Abstract: Aircraft arrival sequencing and scheduling (ASS) in civil aviation has become a critical concern which requires immediate attention. Pruning optimisation technique is a kind of important method to narrow the searching of candidate sets of the ASS problem. In this paper, an ant colony optimisation (ACO) algorithm based on pruning thought (termed PACO) is proposed. In the context of developing solutions to ASS problems, PACO is an improvement over traditional ant colony optimisation algorithm as it is empirically proven that PACO improves quality of solution by reducing computational burden and overcomes the problems of slow convergence speed.
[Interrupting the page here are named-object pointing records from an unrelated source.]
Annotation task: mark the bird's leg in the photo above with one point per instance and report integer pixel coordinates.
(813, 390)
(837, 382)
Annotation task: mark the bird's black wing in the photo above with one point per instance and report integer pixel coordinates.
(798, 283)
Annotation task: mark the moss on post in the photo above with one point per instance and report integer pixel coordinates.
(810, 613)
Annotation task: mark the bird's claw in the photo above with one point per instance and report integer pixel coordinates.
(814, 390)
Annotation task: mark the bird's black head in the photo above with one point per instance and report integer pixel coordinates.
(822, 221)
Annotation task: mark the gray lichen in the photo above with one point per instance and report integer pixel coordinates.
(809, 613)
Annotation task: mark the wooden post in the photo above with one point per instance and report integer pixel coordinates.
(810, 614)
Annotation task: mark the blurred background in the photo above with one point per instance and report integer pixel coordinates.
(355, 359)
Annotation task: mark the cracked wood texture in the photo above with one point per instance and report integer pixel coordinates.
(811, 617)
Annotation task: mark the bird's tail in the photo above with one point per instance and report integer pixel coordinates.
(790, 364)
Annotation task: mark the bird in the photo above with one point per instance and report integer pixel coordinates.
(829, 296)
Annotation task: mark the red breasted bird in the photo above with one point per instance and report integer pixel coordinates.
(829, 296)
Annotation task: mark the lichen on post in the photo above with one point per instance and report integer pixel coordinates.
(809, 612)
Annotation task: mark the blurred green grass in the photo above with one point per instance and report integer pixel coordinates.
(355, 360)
Experimental results show that the proposed method has stronger robustness, search ability and faster convergence rate compared with genetic and ant colony algorithm based on time-domain. It can help the traffic controllers for rapid, stable and fair scheduling.

Keywords: arrival sequencing; arrival scheduling; ant colony optimisation; ACO; pruning optimisation; aircraft arrivals; flight arrivals; civil aviation; air traffic control.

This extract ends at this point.